# First Time TTC, Anyone Else?



## mrs micci

Hi! A little about myself, I have been on Implanon for two years now and I just got it out four days ago. I have heard great things about it, but also many horror storys, so I am really hoping I get to be one of the lucky ones! 

This will be our first time ttc so I don't really know what to expect, so I would love some support from our mommy veterans, as well as the companionship of those in the same boat! 

Along with being a first timer, I will also be a high risk PG because I have a blood disorder that causes my blood to more likely form clots when I have more estrogen in my system. This is called Lyden factor 5 with a protien S defficiancy. If there is anyone else on here with this, I would love to go through this with you! 

The best of luck and baby dust to you all! :flower:


----------



## Bevziibubble

Hello and welcome! Good luck :D x


----------



## Cardamama

Hello and welcome! I'm new too (just joined yesterday). I have PCOS so that makes me a higher risk as well. Wishing you lots of luck and baby dust! :dust:
xx


----------



## robinator

Hi! :hi:


----------



## angel2010

Welcome!


----------



## luv4u2

:hi:


----------



## Chris77

:hi: Welcome to BnB!


----------



## mrs micci

Hello and welcome everyone! Thanks for all of your warm welcomes! 
Hello to Cardamama. Good luck to you in this adventure, I look forward to going through this together!

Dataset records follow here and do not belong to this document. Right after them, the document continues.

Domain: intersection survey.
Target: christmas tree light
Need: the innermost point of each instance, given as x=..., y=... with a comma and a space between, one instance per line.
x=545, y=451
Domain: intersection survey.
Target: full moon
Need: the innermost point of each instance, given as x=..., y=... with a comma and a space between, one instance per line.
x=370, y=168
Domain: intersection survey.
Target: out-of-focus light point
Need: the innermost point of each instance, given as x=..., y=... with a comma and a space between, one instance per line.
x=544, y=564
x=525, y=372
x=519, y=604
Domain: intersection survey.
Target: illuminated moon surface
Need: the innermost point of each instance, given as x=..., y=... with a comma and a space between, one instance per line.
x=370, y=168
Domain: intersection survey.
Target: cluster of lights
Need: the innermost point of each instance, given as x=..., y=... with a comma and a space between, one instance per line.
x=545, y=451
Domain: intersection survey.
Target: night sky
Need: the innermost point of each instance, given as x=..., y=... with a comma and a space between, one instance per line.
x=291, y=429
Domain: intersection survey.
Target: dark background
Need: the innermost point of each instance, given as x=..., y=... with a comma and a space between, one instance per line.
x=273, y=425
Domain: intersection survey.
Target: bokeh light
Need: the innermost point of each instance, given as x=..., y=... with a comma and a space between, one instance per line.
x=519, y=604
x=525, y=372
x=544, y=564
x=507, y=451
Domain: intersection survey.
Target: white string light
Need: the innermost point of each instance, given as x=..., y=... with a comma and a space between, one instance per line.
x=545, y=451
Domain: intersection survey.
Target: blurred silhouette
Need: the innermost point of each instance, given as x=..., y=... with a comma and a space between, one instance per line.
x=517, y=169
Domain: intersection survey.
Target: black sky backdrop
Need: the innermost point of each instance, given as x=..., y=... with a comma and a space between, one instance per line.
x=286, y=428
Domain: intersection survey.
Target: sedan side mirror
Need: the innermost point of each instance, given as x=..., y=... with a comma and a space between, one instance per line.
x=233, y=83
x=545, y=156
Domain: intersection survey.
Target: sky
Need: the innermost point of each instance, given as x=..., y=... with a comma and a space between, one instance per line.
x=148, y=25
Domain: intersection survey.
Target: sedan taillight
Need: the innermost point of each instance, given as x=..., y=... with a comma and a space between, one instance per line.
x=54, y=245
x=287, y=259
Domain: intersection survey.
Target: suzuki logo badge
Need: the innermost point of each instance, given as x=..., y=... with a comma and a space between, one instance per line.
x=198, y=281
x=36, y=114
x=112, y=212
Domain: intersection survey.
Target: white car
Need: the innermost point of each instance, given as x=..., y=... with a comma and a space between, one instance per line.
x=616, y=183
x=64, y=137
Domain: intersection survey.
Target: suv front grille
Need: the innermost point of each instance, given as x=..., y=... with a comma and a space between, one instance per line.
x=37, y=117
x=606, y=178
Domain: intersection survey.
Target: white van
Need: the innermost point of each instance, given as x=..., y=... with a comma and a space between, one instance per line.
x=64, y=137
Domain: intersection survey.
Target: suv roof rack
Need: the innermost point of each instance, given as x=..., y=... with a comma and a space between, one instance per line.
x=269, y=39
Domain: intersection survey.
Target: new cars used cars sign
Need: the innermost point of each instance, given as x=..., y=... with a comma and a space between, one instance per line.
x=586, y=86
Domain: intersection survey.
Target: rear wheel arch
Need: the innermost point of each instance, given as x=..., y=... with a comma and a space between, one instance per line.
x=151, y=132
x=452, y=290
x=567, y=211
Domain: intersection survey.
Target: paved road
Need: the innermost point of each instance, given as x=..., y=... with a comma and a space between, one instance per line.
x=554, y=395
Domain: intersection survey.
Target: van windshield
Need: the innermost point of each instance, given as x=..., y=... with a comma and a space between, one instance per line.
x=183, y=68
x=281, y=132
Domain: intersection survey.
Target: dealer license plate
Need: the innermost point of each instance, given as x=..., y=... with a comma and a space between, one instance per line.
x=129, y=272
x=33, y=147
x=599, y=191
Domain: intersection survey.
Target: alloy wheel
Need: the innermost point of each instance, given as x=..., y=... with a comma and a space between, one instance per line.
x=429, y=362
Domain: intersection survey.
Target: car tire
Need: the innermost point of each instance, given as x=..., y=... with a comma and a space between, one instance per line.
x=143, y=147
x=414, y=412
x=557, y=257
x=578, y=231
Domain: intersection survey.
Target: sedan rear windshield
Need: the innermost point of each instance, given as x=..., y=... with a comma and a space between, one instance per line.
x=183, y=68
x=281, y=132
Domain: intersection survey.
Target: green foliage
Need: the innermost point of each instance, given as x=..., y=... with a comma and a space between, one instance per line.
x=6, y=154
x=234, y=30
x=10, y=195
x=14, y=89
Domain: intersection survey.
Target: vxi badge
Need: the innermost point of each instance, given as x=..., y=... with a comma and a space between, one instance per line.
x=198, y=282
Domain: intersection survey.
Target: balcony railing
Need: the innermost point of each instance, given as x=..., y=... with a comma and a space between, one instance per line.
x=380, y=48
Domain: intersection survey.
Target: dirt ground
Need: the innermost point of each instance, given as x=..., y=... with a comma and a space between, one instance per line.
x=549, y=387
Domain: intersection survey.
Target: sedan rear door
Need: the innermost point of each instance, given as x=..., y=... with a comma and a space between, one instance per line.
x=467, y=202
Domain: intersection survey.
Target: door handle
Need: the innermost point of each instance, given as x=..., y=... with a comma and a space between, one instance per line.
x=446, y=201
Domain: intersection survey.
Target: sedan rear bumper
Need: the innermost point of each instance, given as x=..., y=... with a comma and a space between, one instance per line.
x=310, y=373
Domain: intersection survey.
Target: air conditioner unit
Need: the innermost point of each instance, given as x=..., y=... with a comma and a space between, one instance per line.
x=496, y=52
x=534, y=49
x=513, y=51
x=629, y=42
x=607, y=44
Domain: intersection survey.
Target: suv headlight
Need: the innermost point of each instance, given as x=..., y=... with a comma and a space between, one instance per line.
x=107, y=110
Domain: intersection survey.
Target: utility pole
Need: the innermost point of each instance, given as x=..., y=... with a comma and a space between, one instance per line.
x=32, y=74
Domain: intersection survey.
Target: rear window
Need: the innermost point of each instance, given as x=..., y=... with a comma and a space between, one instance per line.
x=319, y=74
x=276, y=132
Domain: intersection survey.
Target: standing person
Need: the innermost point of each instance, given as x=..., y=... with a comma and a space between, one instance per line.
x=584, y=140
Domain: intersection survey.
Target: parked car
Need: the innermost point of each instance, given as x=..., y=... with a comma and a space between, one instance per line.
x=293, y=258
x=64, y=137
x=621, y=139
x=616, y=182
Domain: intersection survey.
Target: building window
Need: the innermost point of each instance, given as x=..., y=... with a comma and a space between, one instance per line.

Just an update, Today I was informed that I may have been counting my cycle wrong, seeing as though I just got off of Implanon. I had regular cycles, so I was just counting those as my CD, But I was told that I should completely restart my cycle and to disregard the prevoius pattern. It sounds reasonable enough. What do you think?

I look forward to your updates as well!


----------



## dizzy65

:hi:


----------



## M.Ellen

Hi!:wave: I am new to BnB too! I just joined today. It was nice to find a thread that relates to me. My husband I have have been TTC for about 4 months now, but I've been off of BC for about 6 months. My cycles have been a consistent 38 days for the last 3 months, and AF was due on the 20th.... No sign!! So at 2 days late- I took a test and it was negative :cry: But still no sign of AF today... What do you think? I really don't know most of the acronyms and since this is my first time TTC, I'm not familiar with how most of this works. Please reply!


----------



## Cardamama

mrs micci said:


> Hello to Cardamama. Good luck to you in this adventure, I look forward to going through this together!
> QUOTE]
> 
> Hello back! :hi: It's very nice to meet others in the same stage of the process. Good luck to you too! Looking forward to staying in touch through the adventure! :)


----------



## mrs micci

A warm welcome to you M. Ellen! It is nice to have more friends join us! As far as your AF not showing up, I might wait a few more days then test again. Results are usually more likley to show up the longer you wait. Baby dust to you! :dust:And about the accronyms, I am still learning them myself. Just google 'ttc accronyms' and you can find some pretty handy lists to reference! I look forward to more updates! 

When is everyone planning on testing next? I can add the list to the first post so we can keep track and show our support! If you want to that is. ^_^

:dust: Best of luck to you all! Think baby thoughts! :dust:


----------



## xJG30

https://i55.photobucket.com/albums/g146/GemLoux/Welcome.gif


----------



## M.Ellen

Thank you for the warm welcomes!! Im happy to be here. Im testing again if AF doesnt show on Saturday. Ill be a week late then. I hope i get a BFP (big fat positive). See... I'm catchin on!! Lol. 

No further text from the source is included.